Ne joue pas avec le temps, trésor du sage, et dont les fous sont prodigues. Le fatal pêcheur accroche des âmes pendant que nous perdons des moments.
Vieille comédie.


Un brouillard du mois de novembre couvrait la petite vallée le long de laquelle le moine Eustache s’avançait lentement, mais avec fermeté. Il n’était pas sans éprouver un sentiment de mélancolie, inspiré par le lieu et par la saison. Le fleuve semblait couler avec un murmure sourd et profond, comme s’il se fût affligé du départ de l’automne.

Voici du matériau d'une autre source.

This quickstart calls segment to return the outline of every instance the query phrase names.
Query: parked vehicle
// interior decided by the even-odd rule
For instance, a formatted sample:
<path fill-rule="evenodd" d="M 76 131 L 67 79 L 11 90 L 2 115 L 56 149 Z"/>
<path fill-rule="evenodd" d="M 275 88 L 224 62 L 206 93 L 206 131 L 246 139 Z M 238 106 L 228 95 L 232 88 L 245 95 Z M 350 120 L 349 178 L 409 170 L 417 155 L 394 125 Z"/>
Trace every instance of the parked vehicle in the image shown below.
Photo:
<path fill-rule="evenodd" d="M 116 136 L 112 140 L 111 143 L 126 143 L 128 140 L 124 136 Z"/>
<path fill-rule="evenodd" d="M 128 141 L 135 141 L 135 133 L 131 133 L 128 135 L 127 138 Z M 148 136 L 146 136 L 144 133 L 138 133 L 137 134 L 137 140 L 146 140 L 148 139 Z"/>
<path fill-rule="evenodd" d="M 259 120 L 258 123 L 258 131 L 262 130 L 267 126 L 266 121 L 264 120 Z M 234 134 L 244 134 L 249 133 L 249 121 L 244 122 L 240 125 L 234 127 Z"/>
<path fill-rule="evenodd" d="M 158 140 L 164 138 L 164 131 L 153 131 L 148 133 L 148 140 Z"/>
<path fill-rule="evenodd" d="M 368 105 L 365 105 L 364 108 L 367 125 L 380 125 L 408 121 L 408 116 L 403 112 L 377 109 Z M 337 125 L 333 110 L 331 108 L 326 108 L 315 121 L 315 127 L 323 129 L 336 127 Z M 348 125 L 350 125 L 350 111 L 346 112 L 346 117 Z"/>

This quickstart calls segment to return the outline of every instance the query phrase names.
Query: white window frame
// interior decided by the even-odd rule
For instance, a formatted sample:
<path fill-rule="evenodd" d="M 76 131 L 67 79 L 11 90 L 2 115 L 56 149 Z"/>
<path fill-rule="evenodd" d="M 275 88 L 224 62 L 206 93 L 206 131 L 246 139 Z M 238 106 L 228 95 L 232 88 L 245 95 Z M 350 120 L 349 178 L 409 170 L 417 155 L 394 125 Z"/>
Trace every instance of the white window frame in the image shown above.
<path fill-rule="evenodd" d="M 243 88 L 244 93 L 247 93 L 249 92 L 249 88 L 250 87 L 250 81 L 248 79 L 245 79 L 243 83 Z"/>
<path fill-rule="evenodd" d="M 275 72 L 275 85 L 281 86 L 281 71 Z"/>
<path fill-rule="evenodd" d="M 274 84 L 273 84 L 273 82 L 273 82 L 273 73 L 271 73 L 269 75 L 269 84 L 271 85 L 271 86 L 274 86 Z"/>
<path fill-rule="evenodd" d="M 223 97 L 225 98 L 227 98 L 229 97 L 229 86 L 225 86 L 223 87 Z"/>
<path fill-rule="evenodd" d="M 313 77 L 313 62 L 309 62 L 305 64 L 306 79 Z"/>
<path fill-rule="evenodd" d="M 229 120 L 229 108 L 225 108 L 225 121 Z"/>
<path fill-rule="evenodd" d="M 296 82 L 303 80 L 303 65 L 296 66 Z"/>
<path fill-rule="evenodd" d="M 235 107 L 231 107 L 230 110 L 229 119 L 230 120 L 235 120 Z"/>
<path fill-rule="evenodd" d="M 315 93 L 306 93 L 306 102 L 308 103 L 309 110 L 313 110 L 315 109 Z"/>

Parmi les bouquets d’arbres épars çà et là sur ses rives, le chêne seul n’avait pas encore abandonné son vert pâle pour prendre une teinte rougeâtre ; les feuilles du saule, la plupart détachées de leurs branches, frémissaient au moindre souffle, et bruissaient sous chaque pas de la mule, tandis que le feuillage des autres arbres, entièrement flétri, se maintenait encore sur les tiges, prêt à céder au premier vent qui passerait à cette hauteur.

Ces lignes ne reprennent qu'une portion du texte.